Neural networks based approximation of an analytical function

In this notebook, we will show how to train a neural network to approximate an analytical function. The same procedure can be used to approximate any unknown function, for example using real world data.

For convenience, the neural network implementation of this package handles the conversion between NumPy arrays and PyTorch tensors, so we won’t directly manipulate any PyTorch Tensor in this notebook.

The analytical function and the network will be saved in the out-training directory.

[1]:

import os
import sys

sys.path.append(os.path.join(os.path.abspath(""), ".."))

import shutil

import numpy as np
import matplotlib.pyplot as plt
from IPython.display import Markdown as md

import torch
from torch import nn, optim

from nnbma.networks import FullyConnected
from nnbma.dataset import RegressionDataset
from nnbma.learning import learning_procedure, LearningParameters

from functions import Fexample as F

plt.rc("text", usetex=shutil.which("latex") is not None)
dpi = 150

Definition of the analytical function

In the following cell, we load and instantiate a vectorial function \(f\) implemented as a PyTorch Module.
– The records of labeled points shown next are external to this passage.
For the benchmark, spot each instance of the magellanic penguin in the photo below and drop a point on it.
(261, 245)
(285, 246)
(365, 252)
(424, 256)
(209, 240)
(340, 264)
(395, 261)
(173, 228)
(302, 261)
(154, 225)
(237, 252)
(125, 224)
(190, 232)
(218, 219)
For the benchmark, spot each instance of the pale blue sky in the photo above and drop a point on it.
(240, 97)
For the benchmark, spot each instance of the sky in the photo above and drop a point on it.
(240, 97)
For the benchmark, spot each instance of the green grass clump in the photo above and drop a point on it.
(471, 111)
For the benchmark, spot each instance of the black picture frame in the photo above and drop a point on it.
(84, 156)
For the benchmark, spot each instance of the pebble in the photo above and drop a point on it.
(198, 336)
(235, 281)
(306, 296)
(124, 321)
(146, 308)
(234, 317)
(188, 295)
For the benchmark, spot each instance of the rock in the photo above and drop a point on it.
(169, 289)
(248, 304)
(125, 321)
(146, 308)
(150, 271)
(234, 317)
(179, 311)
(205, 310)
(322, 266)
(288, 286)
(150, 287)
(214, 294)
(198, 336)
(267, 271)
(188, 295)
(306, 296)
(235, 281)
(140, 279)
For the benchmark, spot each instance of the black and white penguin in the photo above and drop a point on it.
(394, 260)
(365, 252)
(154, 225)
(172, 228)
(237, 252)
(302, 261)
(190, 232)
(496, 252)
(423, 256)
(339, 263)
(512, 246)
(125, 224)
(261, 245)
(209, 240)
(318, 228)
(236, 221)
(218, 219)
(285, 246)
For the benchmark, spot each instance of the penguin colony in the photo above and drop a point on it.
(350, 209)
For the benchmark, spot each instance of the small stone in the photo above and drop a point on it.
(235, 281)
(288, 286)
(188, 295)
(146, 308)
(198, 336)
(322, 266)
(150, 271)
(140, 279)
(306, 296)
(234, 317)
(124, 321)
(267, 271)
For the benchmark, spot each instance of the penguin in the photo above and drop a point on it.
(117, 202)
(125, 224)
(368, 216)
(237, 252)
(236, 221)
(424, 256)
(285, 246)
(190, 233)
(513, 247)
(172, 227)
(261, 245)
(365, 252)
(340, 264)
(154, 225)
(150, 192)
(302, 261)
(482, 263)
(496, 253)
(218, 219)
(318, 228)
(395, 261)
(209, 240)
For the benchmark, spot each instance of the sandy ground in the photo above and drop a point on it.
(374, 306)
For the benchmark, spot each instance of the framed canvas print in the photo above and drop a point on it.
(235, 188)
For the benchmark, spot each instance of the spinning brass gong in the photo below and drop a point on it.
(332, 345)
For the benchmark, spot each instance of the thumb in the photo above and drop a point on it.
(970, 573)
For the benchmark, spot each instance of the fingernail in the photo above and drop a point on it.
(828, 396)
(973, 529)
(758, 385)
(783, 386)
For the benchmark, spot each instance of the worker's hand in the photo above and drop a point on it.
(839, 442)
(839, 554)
For more details on the implementation, see functions.py. You can implement your own by following the model.

The function is the following:

[2]:

md(F.latex())

[2]:

\[\begin{split}\left(\begin{array}{c} t_1\\ t_2 \end{array}\right) \longmapsto \left(\begin{array}{c} t_1+2t_2\\ t_1^2\\ t_1t_2^2 \end{array}\right)\end{split}\]

[3]:

f = F()

ranges = [
    (-2.0, 2.0),
    (-1.0, 1.0),
]  # Range of values of all inputs of f. Can be modified but must be consistent with the imported function.
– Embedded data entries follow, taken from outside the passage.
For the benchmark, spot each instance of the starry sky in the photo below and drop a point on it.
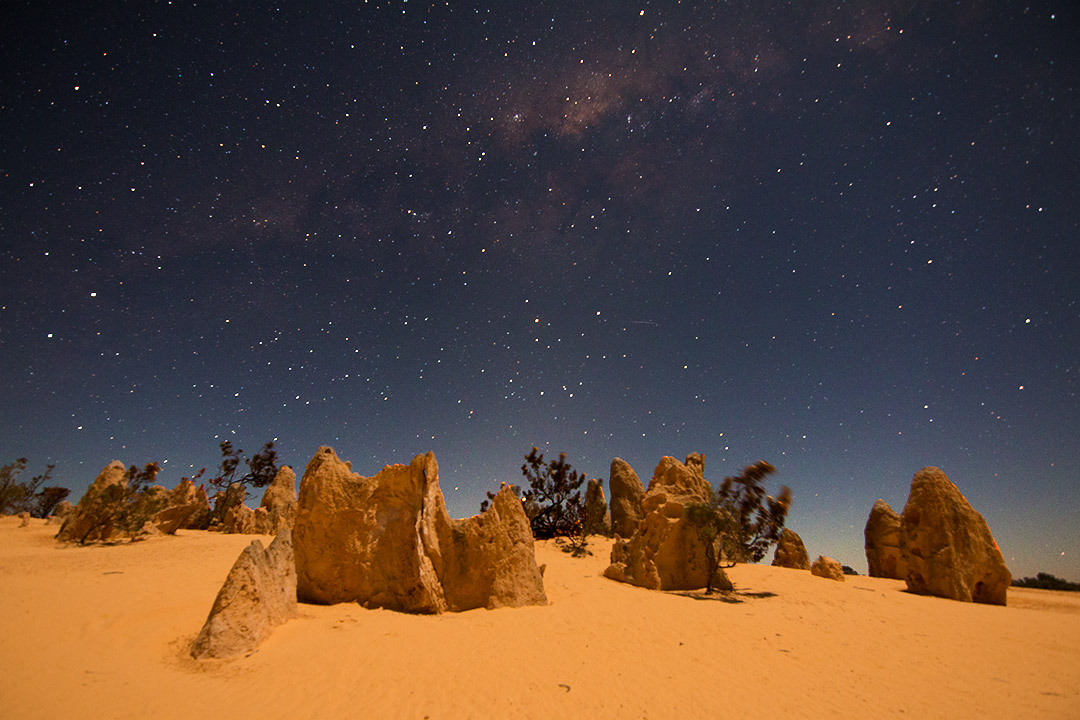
(839, 236)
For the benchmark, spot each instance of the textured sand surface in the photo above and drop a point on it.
(104, 633)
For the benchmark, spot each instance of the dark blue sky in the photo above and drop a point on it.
(842, 240)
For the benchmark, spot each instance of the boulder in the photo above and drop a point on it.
(947, 545)
(91, 519)
(278, 508)
(258, 594)
(240, 519)
(626, 494)
(232, 497)
(186, 506)
(791, 552)
(827, 568)
(487, 560)
(881, 538)
(597, 520)
(666, 552)
(388, 541)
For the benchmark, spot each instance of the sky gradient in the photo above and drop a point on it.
(845, 240)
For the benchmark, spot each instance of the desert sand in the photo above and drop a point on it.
(104, 632)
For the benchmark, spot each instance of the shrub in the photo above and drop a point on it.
(122, 508)
(24, 497)
(553, 501)
(740, 521)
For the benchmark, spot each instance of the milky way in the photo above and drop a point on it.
(842, 240)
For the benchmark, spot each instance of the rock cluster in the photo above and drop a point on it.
(187, 506)
(947, 545)
(258, 594)
(665, 552)
(597, 519)
(827, 568)
(791, 552)
(388, 541)
(86, 522)
(278, 508)
(626, 494)
(882, 543)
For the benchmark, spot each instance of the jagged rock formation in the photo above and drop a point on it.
(186, 506)
(597, 520)
(388, 541)
(881, 538)
(88, 522)
(947, 545)
(666, 553)
(827, 568)
(278, 508)
(791, 552)
(626, 494)
(258, 594)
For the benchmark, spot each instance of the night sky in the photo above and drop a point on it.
(842, 238)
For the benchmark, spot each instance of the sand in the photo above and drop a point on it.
(103, 632)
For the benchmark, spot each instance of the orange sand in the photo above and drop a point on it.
(104, 632)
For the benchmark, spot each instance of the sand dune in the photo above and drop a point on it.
(104, 633)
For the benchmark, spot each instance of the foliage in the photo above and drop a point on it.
(125, 507)
(261, 467)
(1044, 581)
(553, 502)
(48, 499)
(18, 497)
(740, 521)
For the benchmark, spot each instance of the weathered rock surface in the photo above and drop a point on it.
(947, 545)
(626, 494)
(86, 522)
(227, 500)
(186, 506)
(666, 552)
(597, 520)
(388, 541)
(258, 594)
(278, 508)
(791, 552)
(240, 519)
(826, 567)
(881, 538)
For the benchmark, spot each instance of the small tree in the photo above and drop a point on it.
(18, 497)
(46, 501)
(740, 521)
(123, 507)
(553, 501)
(232, 485)
(261, 467)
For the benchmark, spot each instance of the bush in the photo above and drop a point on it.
(24, 497)
(553, 501)
(740, 521)
(122, 508)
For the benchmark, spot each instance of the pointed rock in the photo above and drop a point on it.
(947, 545)
(597, 520)
(626, 494)
(791, 552)
(666, 552)
(881, 538)
(91, 519)
(258, 594)
(278, 508)
(387, 541)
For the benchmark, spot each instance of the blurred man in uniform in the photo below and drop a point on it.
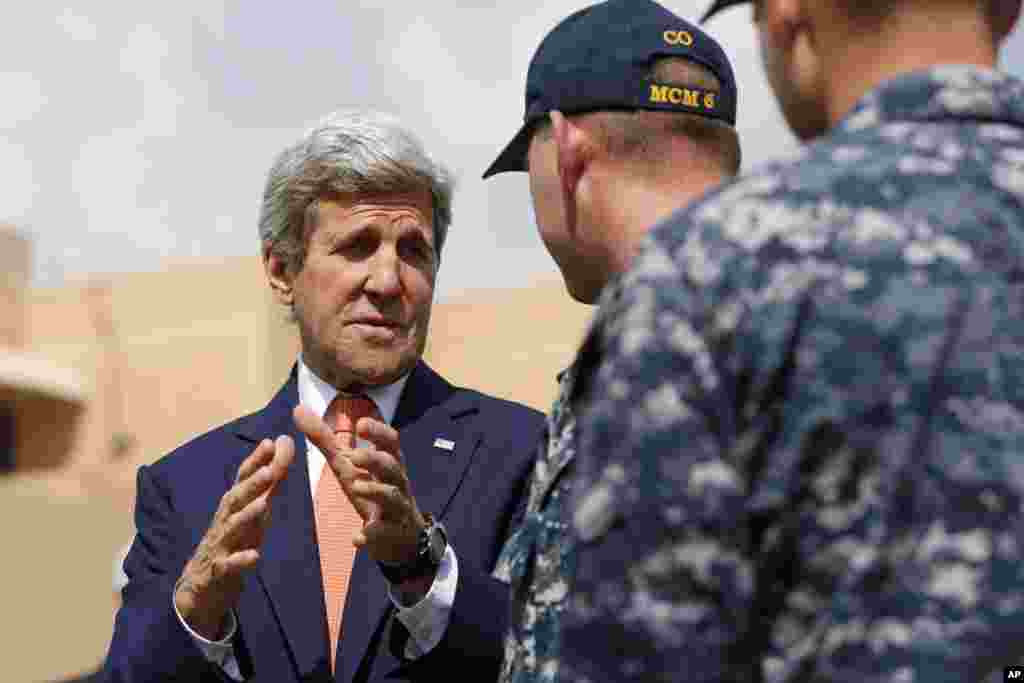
(801, 414)
(630, 115)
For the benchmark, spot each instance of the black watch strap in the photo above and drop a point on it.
(431, 545)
n_points = 100  # Number of points needed to plot a profile

default_values = [
    1.0,
    1.0,
]  # Default values of all inputs of f when plotting a profile. Can be modified but must be consistent with the imported function.
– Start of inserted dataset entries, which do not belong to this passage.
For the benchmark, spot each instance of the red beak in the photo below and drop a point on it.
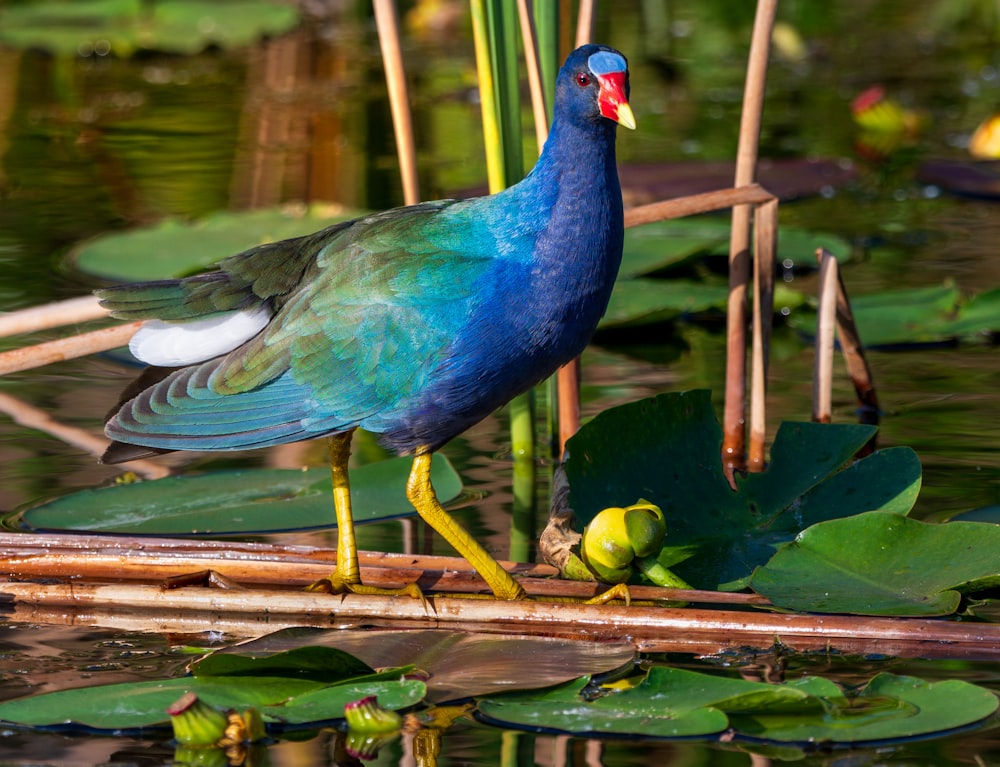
(612, 100)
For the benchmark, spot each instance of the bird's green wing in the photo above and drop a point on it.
(380, 305)
(262, 275)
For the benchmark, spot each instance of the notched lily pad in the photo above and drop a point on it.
(672, 702)
(882, 564)
(236, 502)
(298, 687)
(715, 537)
(458, 664)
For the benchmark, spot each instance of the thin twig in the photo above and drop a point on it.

At this point, consider that f is just a function that maps vectors into other vectors (but we will see in other notebooks that it is actually more than that, for example it can be derived automatically or integrated into a neural network if desired).

For instance, we can plot some profiles of f:

[4]:

# Index of free input, the others being restricted to their default value.
input_to_plot = 1  # Must be between 1 and f.n_inputs

x = np.array(default_values) * np.ones((n_points, f.n_inputs), dtype="float")
x[:, input_to_plot - 1] = np.linspace(*ranges[input_to_plot - 1], n_points)
print("x.shape:", x.shape)

y = f(x)
print("y.shape:", y.shape)

x.shape: (100, 2)
y.shape: (100, 3)

[5]:

plt.figure(figsize=(0.5 * f.n_outputs * 6.4, 0.5 * 4.8), dpi=dpi)

for j in range(f.n_outputs):

    plt.subplot(1, f.n_outputs, j + 1)

    plt.plot(x[:, input_to_plot - 1], y[:, j])

    plt.xlabel(f"$x_{input_to_plot}$")
    plt.ylabel(f"$f_{j+1}$")
    plt.title(f"$f_{j+1}$ vs $x_{input_to_plot}$")

plt.tight_layout()

plt.show()

We can also draw a bivariate plot:

[6]:

# Index of free inputs, the others being restricted to their default value.
inputs_to_plot = (1, 2)  # Must be between 1 and f.n_inputs

X = np.dstack(
    np.meshgrid(
        *[
            np.linspace(*ranges[i], n_points)
            if i + 1 in inputs_to_plot
            else default_values[i] * np.ones(n_points)
            for i in range(f.n_inputs)
        ]
    )
)
print("X.shape:", X.shape)

Y = f(X)
print("Y.shape:", Y.shape)

X.shape: (100, 100, 2)
Y.shape: (100, 100, 3)

[7]:

plt.figure(figsize=(0.5 * f.n_outputs * 6.4, 0.5 * 4.8), dpi=dpi)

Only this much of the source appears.